Tayyip Erdoğan ve partisinin tarihe karışmasını isteyişimin nedeni, onların ülkede gerçekleştirmeye kalkıştıkları dönüşümün, yani bir yandan T.C’ni Ortadoğu’dan başlamak üzere Osmanlı lebensraum’una hükmeden alt-emperyalist bir güç odağına dönüştürme serüvenine, bir yandan gözükara bir neoliberalizmin içeride sermayenin el değiştirmesinde (seküler Marmara sermayesinden İslâmcı Anadolu sermayesine) araçsallaştırılmasına, bir yandan da toplumun aşağıdan yukarı İslâmîleştirilmesi girişimine dayalı topyekûn bir tahribat projesi olması… Bu dönüşümün gerçekleşmesi durumunda, ülkede emekten, eşitlikten, özgürlükten, sosyalizmden yana herhangi bir tahayyülün neredeyse olanaksızlaşması… Yarıdan fazlası imam-hatip çıkışlı, siyer, fıkıh, hadis, kelam bilgisi kimya, biyoloji, felsefe, sosyoloji bilgisinden çok, “evrim” denildiğinde tüyleri diken diken olan, “kadın” denildiğinde aklına şehvetten başka bir şey düşmeyen, tarikat-cemaat mensupları elinde yetişmiş kuşakların elinde biçimlenecek bir geleceğin bir distopyadan başka bir şey olamayacağı… Yağma Hasan’ın böreği, haraç mezat yandaş ya da uluslararası sermayeye pazarlanan kıyılar, ormanlar, yeşil alanlar… Tarih, doğa, insan demeden önüne geleni yıkan bir buldozere dönüşmüş rant hırsının, “Ben yaptım oldu” pervasızlığının despotluğu… “Cumhurbaşkanına hakaret” suçundan gözaltına alınanların, tutuklananların sayısının taciz-tecavüzcüleri katlaması… cezaevlerinde büyümeye mahkûm tutsak bebeler, ölüme mahkûm hasta tutsaklar… Yakılmış, yıkılmış Kürt kentleri… “suçlu olmasalar bile idarî tasarruftur” pişkinliğiyle ekmeğinden edilmiş yüzbinlerce KHK’lı… Yetmez mi? Yetmezse sabaha dek saymaya devam edebilirim…
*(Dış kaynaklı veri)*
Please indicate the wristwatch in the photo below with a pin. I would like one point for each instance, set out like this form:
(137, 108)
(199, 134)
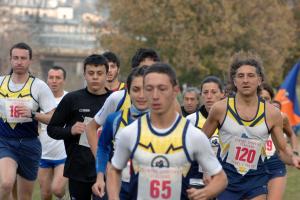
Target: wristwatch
(33, 113)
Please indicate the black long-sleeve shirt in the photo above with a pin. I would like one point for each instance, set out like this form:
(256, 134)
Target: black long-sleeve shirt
(74, 107)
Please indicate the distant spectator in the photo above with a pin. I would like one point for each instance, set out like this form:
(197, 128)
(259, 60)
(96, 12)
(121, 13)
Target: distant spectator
(190, 101)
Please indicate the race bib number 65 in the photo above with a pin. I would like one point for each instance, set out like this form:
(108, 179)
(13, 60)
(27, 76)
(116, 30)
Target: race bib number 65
(159, 183)
(244, 154)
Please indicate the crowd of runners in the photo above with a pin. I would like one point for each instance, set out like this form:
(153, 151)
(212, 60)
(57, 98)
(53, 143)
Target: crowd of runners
(134, 140)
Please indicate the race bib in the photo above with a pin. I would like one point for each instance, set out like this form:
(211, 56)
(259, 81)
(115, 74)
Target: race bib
(159, 183)
(83, 138)
(270, 147)
(244, 154)
(11, 113)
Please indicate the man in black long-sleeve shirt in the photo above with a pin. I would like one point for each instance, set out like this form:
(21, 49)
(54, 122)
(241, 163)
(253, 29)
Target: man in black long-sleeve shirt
(69, 121)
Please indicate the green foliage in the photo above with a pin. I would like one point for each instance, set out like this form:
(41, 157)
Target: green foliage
(203, 34)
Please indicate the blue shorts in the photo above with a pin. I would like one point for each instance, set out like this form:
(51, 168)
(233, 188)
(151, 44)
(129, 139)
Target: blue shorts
(45, 163)
(26, 152)
(244, 187)
(275, 167)
(125, 191)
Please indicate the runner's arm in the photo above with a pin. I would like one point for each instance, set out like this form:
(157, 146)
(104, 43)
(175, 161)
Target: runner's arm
(114, 183)
(104, 148)
(281, 146)
(91, 134)
(217, 184)
(207, 160)
(56, 128)
(287, 129)
(44, 117)
(212, 121)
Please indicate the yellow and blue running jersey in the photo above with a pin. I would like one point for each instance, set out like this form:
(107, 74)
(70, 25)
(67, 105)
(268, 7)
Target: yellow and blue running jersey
(242, 142)
(165, 154)
(27, 129)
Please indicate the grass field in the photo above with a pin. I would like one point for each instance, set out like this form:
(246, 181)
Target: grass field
(292, 191)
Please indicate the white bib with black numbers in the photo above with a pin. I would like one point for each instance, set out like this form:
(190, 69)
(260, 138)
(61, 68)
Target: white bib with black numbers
(244, 154)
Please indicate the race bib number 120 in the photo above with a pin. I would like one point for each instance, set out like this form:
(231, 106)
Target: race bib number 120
(244, 154)
(159, 183)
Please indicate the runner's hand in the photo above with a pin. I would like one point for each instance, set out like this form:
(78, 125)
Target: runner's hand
(206, 178)
(197, 194)
(99, 188)
(78, 128)
(23, 111)
(296, 161)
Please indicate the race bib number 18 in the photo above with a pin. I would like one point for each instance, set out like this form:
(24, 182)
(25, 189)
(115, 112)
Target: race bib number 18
(244, 154)
(158, 183)
(12, 114)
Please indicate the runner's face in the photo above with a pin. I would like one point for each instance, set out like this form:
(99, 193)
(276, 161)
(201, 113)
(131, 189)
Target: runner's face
(20, 61)
(113, 72)
(95, 77)
(190, 102)
(210, 94)
(264, 94)
(147, 62)
(56, 80)
(247, 80)
(160, 93)
(137, 94)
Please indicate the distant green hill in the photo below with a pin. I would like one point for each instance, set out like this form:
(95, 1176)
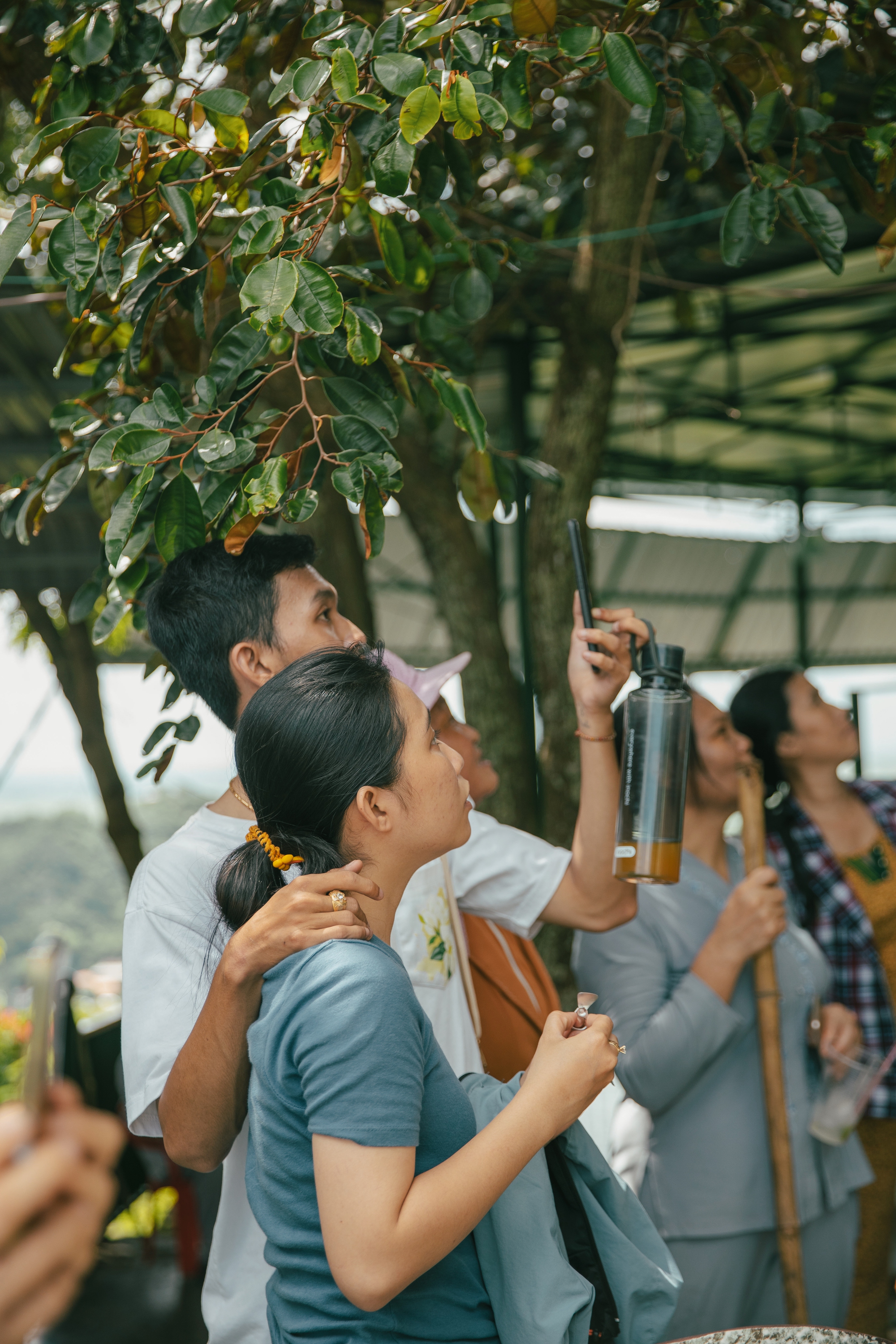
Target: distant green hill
(62, 875)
Şu hâlde sorun AKP’nin bu seçimlerde iktidardan gidip gitmeyeceğinden çok, biriken bunca soruna, adaletsizliğe, yoksullaşmaya,[2] zulme rağmen bugüne dek nasıl olup da iktidarda kalabildiği...

Sorunu halkın cehaletiyle ya da seçimlerde dağıtılan erzakla, kömürle açıklamak fazla basite indirgemek oluyor.

Seçimlerden sonra medyada yer alan oy haritalarına bakıldığında, ülkenin üçe bölünmüş manzarasında (gelişmiş, hayat standardı yüksek, seküler Batı/kıyı şeridi; orta gelişmiş, “dinsel hassasiyeti” yüksek Sünnî Orta Anadolu ve yoksul, işsiz, hayat standardı düşük Kürt coğrafyası) AKP’ye teveccühün en çok Orta Anadolu’da yoğunlaştığı gözlemlenir. Hayat standartları yüksek Ankara, Eskişehir’in ayrıksı bir leke gibi durduğu haritalar…

Bir ucunda yoksul ve yoksun Kürt coğrafyasının, bir ucunda gelir düzeyi, yaşam standartları yüksek “seçkin” illerin yer aldığı bu haritada AKP seçmeni “tam ortada” durmaktadır. Bir başka deyişle Anadolu’nun yaşam standardı yüksek batı kesimi seçmeni CHP’ye, en ezilmişi, en yoksulu güneydoğusu seçmeni HDP’ye, her şeyiyle vasat olan ortası ise AKP’ye oy veriyor.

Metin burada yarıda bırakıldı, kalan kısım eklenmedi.